Bu filmin başka filmlere göndermeler yapması ise ayrı bir
güzeldi. Kılıç sahnesinin V for Vendetta filminin efsanevi final sahnesine
benzemesi, X-Men’den Alien 3’e, Iron Man’den 127 Hours’a kadar birçok filmi
hatırlattı. Yalnız filmin sonlarına doğru Deadpool’un Ajax karakteriyle
konuşmalarında, Ajax’ın sürekli adının ne olduğunu sormasının da değişmesini,
‘say my name’ deyip başka bir anti-kahramanı konu alan Breaking Bad’e de
gönderme yapmasını beklerdim, fena olmazdı.
Bütün bu güzel göndermelerin, başarıyla kullanılmış
efektlerin, özgüvenin ve birbirinden güzel çalan şarkılarının yanında cinsellik
öğesinin fazla ve gereksiz kullanılması eminim birçok izleyeni rahatsız
etmiştir. Ek olarak filmin sonu tam klasik bir süper kahraman filmi sonu.
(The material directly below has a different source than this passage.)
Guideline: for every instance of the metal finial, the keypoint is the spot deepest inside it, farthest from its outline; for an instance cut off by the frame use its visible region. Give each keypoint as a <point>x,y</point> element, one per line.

Finali de daha absürt yapabilirlerdi.
Bu kadar mizahi ve farklı bir senaryoyla kendi cinslerinden
ayrılsa da çizgi romanının önüne geçememiş bir yapımdır Deadpool. Gerçi kim
geçti ki? (Belki Christopher Nolan’ın The Dark Knight serisi.) İzleyiciyle ve
özellikle bu türü seven yapımlarla adeta dalga geçse de bunu mizah adı altında
yaptıkları için değerinden bir şey kaybedeceğini sanmıyorum. Hatta daha fazla
izlenmenin ve bunu bir seri haline dönüştürülmesinin yanı sıra ülkemizde şimdiye
kadar pek popüler olmayan bir kahraman olan Deadpool’un çizgi roman, maske,
aksesuar satışlarında artış olmasını da bekliyorum.